Sen. Warren wants to know what Google Gemini’s built-in checkout means for user privacy
TL;DR
Senator Elizabeth Warren (D-MA) is demanding clarity from Google about its planned checkout feature in Gemini AI.
Key Points
- Google wants to enable direct product purchases in Gemini via the Universal Commerce Protocol (UCP) – developed with Shopify, Target, Walmart, Wayfair, and Etsy.
- Warren's concern: Google and retailers could exploit sensitive user data or manipulate consumers into spending more and paying higher prices.
Nauti's Take
Warren is asking the right questions. An AI assistant that's also a salesperson has a structural conflict-of-interest problem.
Google may pitch UCP as an open standard, but who controls the recommendation logic? Who decides which product Gemini suggests – and based on what data?

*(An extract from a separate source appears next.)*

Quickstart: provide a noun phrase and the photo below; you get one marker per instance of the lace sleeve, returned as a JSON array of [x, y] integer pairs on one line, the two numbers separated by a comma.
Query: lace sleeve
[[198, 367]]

Until these questions are answered, „Gemini shops for you” is really a euphemism for „Gemini sells to you. ” That's not assistance, that's sales with an AI mask.
Context
When AI chatbots become sales platforms, the line between neutral assistance and commercial manipulation blurs. Google already holds a dominant position in advertising and search – an integrated checkout feature could extend that power into conversational commerce. Without clear transparency and privacy rules, we risk a new model where users can no longer tell when they're being advised versus when they're being sold to.